Há meses que os governadores comunistas se uniram contra Bolsonaro para derrubá-lo; para destruir a economia, gerando o caos; sempre como o apoio da mídia derrotada nas urnas, a qual patrocina essa verdadeira canalhice; imaginando que dariam o troco no presidente por ter fechado as torneiras.

Referidos governadores irresponsáveis e que não prestaram contas dos valores recebidos para combater a pandemia há mais de três meses; agora se voltam contra o povo, impondo-lhes todas as restrições possíveis; gerando a paralisação das indústrias, do comércio e o consequente desemprego como consequência fatal a todos que vivem do seu salário. E, como se não bastasse a implantação do “Lockdown”, agora prorrogam o mesmo até 12 de abril, como se este ato pudesse alterar o “status quo” já vigente há cerca de 30 dias.

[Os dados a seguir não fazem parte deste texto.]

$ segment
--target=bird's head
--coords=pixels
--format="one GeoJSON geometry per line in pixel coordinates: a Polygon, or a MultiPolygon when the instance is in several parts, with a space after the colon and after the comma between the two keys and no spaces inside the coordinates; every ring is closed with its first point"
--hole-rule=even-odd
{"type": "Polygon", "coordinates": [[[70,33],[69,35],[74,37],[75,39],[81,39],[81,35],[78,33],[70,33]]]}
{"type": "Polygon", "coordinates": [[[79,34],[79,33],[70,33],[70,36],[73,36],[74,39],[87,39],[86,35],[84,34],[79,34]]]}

Os governadores de Santa Catarina e Ceará acabam de sacramentar suas incompetências  e aliados aos demais se batem por um isolamento que a todos empobrece. E, se há um aumento de óbitos, o problema é de cada governador, pois receberam milhões; adquiriram produtos superfaturados e hoje não passam de culpados que não vão às ruas. Lamentavelmente, vários deles sem nenhum apreço pela democracia, muito menos pelo povo de seus respectivos estados, estão a gerar um quadro econômico insustentável; eis que  com a falta de alimentos de primeira necessidade a tendência será o agravamento do quadro; advindo a inflação.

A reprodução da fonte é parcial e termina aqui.